FSB design could actually be a benefit of Intel's partnership with Apple. Apple's G5s have an FSB even faster than Intel's topping out at 1.35GHz for the 2.7GHz G5. What's interesting is that Apple reaches this speed with only a dual pumped bus. If Intel adds their quad-pumped architecture to it a 2.7GHz FSB will be more than enough to satisfy Intel's needs. Apple's FSB is also bidirectional like HT allowing them to transfer 1.35GHz in each direction at the same time. Co-operation between Apple and Intel will remove the bandwidth constraints of the FSB, and bidirectional support will cut the latency by avoiding the wait for the bus to switch directions. Of course, this would require Intel to swallow their pride and ask Apple for help, but it shouldn't be that hard to do if Apple already did it to ask Intel for help.

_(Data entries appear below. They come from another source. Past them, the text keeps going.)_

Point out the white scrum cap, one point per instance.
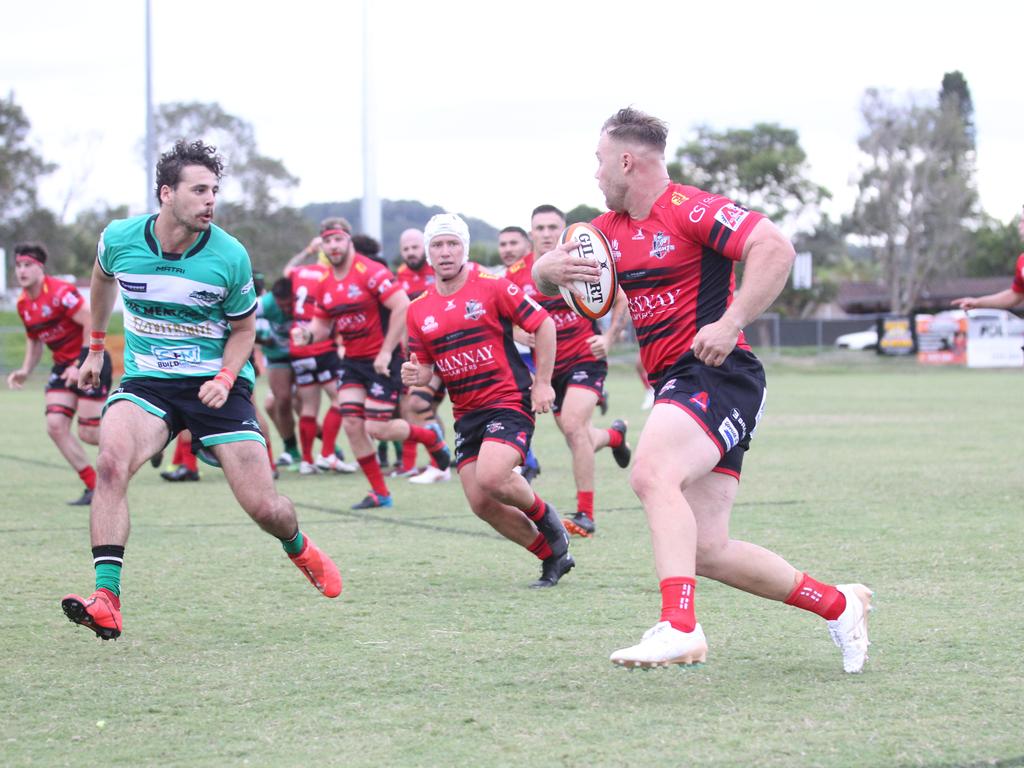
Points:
(446, 223)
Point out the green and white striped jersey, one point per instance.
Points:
(177, 306)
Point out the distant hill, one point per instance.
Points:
(396, 216)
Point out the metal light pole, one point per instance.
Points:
(370, 210)
(151, 139)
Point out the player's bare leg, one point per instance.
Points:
(251, 480)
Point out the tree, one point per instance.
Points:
(916, 190)
(762, 168)
(20, 166)
(257, 176)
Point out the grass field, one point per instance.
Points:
(438, 654)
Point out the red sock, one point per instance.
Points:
(307, 433)
(187, 457)
(422, 434)
(677, 602)
(536, 510)
(409, 455)
(88, 476)
(822, 599)
(585, 503)
(541, 548)
(332, 424)
(372, 469)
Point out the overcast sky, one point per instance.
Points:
(491, 109)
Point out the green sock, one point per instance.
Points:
(294, 545)
(108, 559)
(109, 578)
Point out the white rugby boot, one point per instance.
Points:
(849, 632)
(663, 645)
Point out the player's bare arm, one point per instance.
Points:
(33, 351)
(102, 294)
(397, 303)
(769, 257)
(560, 266)
(239, 346)
(1003, 300)
(542, 393)
(415, 374)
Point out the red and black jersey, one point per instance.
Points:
(676, 267)
(353, 305)
(415, 282)
(48, 317)
(467, 337)
(572, 331)
(1018, 285)
(306, 282)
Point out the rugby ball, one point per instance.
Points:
(591, 300)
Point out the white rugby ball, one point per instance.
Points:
(591, 300)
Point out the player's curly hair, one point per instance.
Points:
(184, 154)
(632, 125)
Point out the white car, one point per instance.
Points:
(858, 340)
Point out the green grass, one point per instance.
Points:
(437, 653)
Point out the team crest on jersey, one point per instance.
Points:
(660, 246)
(700, 400)
(731, 215)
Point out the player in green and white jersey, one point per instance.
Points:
(189, 326)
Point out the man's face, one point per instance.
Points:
(28, 271)
(512, 247)
(337, 246)
(446, 255)
(545, 228)
(609, 173)
(411, 249)
(192, 202)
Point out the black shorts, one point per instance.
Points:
(176, 401)
(727, 401)
(498, 424)
(56, 384)
(588, 375)
(323, 369)
(358, 372)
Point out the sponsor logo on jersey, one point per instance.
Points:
(660, 246)
(731, 215)
(207, 297)
(730, 436)
(176, 356)
(128, 285)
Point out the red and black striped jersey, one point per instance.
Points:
(676, 267)
(572, 331)
(467, 337)
(353, 305)
(306, 282)
(48, 317)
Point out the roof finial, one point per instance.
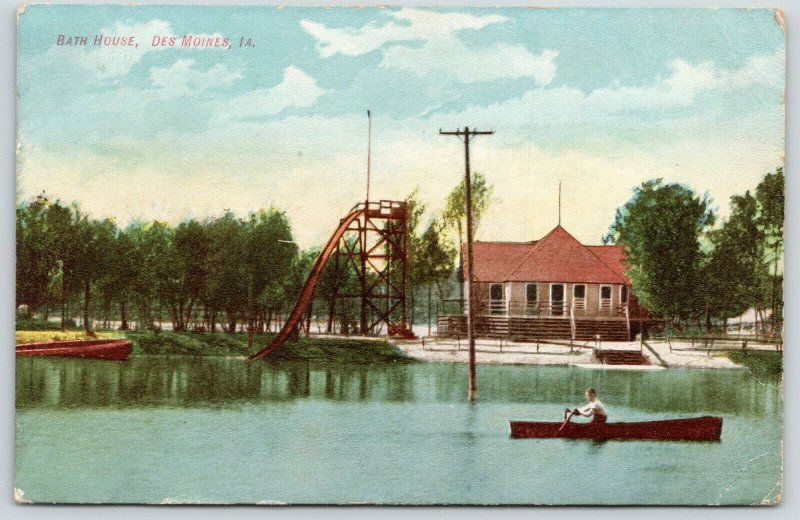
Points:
(559, 203)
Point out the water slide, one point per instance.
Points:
(307, 294)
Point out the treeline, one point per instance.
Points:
(197, 274)
(686, 270)
(201, 275)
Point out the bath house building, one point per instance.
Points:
(552, 288)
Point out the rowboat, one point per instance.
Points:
(111, 349)
(692, 429)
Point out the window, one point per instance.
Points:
(497, 303)
(557, 299)
(531, 300)
(579, 297)
(605, 297)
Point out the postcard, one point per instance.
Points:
(399, 255)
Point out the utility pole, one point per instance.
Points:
(465, 135)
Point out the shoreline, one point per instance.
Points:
(660, 354)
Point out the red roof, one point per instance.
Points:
(613, 257)
(558, 257)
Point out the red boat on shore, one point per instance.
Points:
(692, 429)
(116, 349)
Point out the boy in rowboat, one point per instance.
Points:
(595, 409)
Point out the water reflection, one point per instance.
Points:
(199, 382)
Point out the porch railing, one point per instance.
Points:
(540, 309)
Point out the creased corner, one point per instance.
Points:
(778, 13)
(19, 497)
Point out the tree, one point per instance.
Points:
(736, 268)
(228, 278)
(63, 224)
(771, 202)
(454, 214)
(34, 259)
(95, 242)
(435, 261)
(659, 228)
(414, 211)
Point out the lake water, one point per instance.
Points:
(157, 429)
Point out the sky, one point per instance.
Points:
(600, 100)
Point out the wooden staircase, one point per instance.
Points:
(607, 330)
(620, 357)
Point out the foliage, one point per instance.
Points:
(771, 202)
(454, 214)
(736, 270)
(681, 269)
(660, 229)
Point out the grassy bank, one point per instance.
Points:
(351, 351)
(759, 361)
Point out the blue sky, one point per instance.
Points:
(600, 100)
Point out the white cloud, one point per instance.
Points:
(297, 89)
(415, 25)
(441, 49)
(686, 82)
(181, 77)
(473, 65)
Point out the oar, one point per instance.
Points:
(571, 413)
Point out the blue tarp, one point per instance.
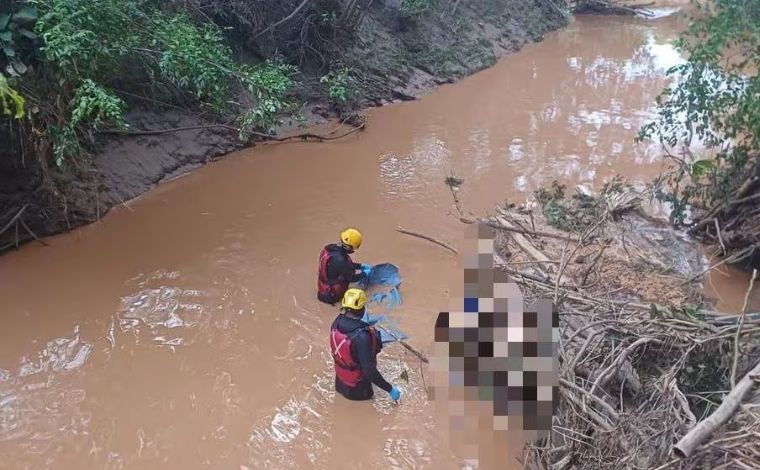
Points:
(382, 286)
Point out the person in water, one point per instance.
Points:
(354, 345)
(337, 270)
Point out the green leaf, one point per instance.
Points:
(19, 66)
(26, 14)
(702, 167)
(26, 33)
(4, 20)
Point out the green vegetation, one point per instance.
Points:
(715, 102)
(72, 59)
(414, 8)
(11, 102)
(341, 85)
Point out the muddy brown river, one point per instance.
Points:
(182, 331)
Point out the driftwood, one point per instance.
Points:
(535, 233)
(612, 7)
(430, 239)
(694, 438)
(304, 136)
(632, 373)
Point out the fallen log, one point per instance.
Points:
(430, 239)
(535, 233)
(523, 242)
(686, 446)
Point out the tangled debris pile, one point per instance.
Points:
(649, 376)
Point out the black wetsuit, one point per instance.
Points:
(365, 357)
(341, 264)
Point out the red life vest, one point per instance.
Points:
(331, 290)
(346, 368)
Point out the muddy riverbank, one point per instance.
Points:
(394, 58)
(182, 330)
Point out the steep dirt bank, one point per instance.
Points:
(395, 57)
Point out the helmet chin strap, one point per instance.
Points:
(357, 314)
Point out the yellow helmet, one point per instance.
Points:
(355, 299)
(352, 238)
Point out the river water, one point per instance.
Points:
(182, 331)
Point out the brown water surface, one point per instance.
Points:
(184, 332)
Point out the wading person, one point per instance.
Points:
(354, 345)
(337, 270)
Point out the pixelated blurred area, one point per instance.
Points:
(643, 359)
(493, 350)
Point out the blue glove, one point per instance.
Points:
(366, 269)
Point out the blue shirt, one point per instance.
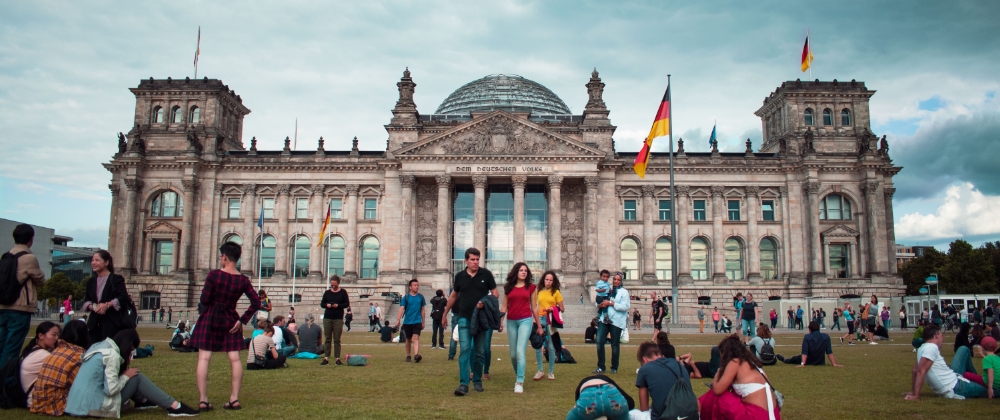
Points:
(412, 304)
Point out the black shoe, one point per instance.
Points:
(183, 411)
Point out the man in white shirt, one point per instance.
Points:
(945, 380)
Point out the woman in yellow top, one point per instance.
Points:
(548, 297)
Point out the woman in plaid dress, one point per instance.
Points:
(219, 328)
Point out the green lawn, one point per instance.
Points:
(870, 386)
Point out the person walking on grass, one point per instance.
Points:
(470, 286)
(412, 305)
(219, 329)
(335, 300)
(521, 312)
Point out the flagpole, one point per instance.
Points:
(673, 210)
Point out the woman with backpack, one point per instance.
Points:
(105, 380)
(740, 389)
(106, 298)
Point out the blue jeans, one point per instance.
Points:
(518, 332)
(548, 343)
(599, 401)
(472, 353)
(14, 326)
(602, 338)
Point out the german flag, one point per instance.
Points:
(661, 127)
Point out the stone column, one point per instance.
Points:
(352, 246)
(718, 249)
(187, 223)
(132, 186)
(316, 204)
(680, 240)
(444, 221)
(648, 236)
(406, 242)
(555, 223)
(479, 213)
(890, 229)
(753, 257)
(518, 182)
(871, 204)
(815, 254)
(590, 217)
(247, 259)
(281, 213)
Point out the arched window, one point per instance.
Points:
(664, 260)
(158, 115)
(768, 259)
(835, 207)
(699, 259)
(194, 117)
(176, 115)
(335, 256)
(265, 257)
(167, 204)
(300, 256)
(369, 258)
(734, 259)
(630, 258)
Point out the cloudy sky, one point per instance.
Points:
(65, 70)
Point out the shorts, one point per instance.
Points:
(410, 330)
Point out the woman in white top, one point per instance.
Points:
(740, 388)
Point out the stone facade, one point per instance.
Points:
(818, 191)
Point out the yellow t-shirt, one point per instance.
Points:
(546, 300)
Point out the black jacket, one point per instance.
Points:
(487, 318)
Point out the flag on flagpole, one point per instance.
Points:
(661, 127)
(806, 55)
(322, 232)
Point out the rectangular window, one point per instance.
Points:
(301, 208)
(767, 208)
(163, 258)
(630, 210)
(699, 209)
(336, 209)
(664, 209)
(268, 208)
(234, 208)
(370, 209)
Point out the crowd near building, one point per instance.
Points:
(505, 166)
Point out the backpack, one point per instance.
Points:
(10, 288)
(766, 353)
(12, 395)
(681, 401)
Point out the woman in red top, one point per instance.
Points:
(519, 308)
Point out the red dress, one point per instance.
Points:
(221, 293)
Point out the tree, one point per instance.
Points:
(968, 270)
(917, 270)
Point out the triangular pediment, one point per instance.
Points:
(840, 231)
(499, 134)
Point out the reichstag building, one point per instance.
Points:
(504, 166)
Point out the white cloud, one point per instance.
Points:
(964, 212)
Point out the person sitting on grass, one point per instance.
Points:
(814, 345)
(955, 381)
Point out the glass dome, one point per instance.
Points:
(501, 91)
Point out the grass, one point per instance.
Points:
(871, 385)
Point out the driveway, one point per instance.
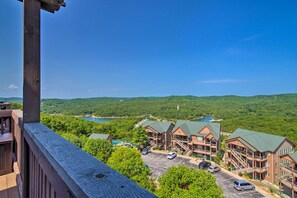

And for slvr_phoenix, one of the major focuses of the Merom family architecture was correcting the FPU limitations. All the executions units have been redesigned. The Inquirer believes the new architecture will easily surpass K8 on integer calculations which isn't so hard to believe given the Pentium M's integer performance, and will likely tie on FP calculations. The execution unit count for the Merom family is likely 3 complex (full) ALUs and 2 full FPUs.
A major limitation in Dothan was the fact that only 1 of the 3 decoders could process SSE instructions. This bottleneck was removed from Yonah by allowing all 3 decoders to process SSE instructions. Further improvement was made by extending micro-ops fusion to include SSE. The major bottleneck is actually not FPU numbers but how instructions are processed. Currently on both Dothan and Yonah, the FPU (vector unit) is only 64-bits wide. This means that SSE (4x32 bit) and SSE2 (2x64 bit) instructions can't fit and must be split into 64-bit pieces. This already means performance is cut in half. The problem gets worse when looking at multiplication. While it can be done at full speed for 32-bit SSE instructions, it only runs at half speed for 64-bit SSE2. This means that SSE performance is cut in half and SSE2 performance is as low as a quarter of potential in the 1 FPU that Yonah has.
Merom and family looks to completely alleviate these problems. The FPU will be full speed 128-bit compatible meaning up to 2 times performance increase in SSE and 4 times in SSE2. These units will be fed by 4 full (complex) decoders. The number of ports has also increased from the current 2 although the specific number hasn't been confirmed. The minimum would be 3 universal ports with 2 shared with the FPUs, while 4 universal ports is also likely which would indicate that another ALU has been added. Expanded micro-ops fusion and the addition of macro-ops fusion along with various prefetch techniques will also help ensure the execution units are operating at max efficiency.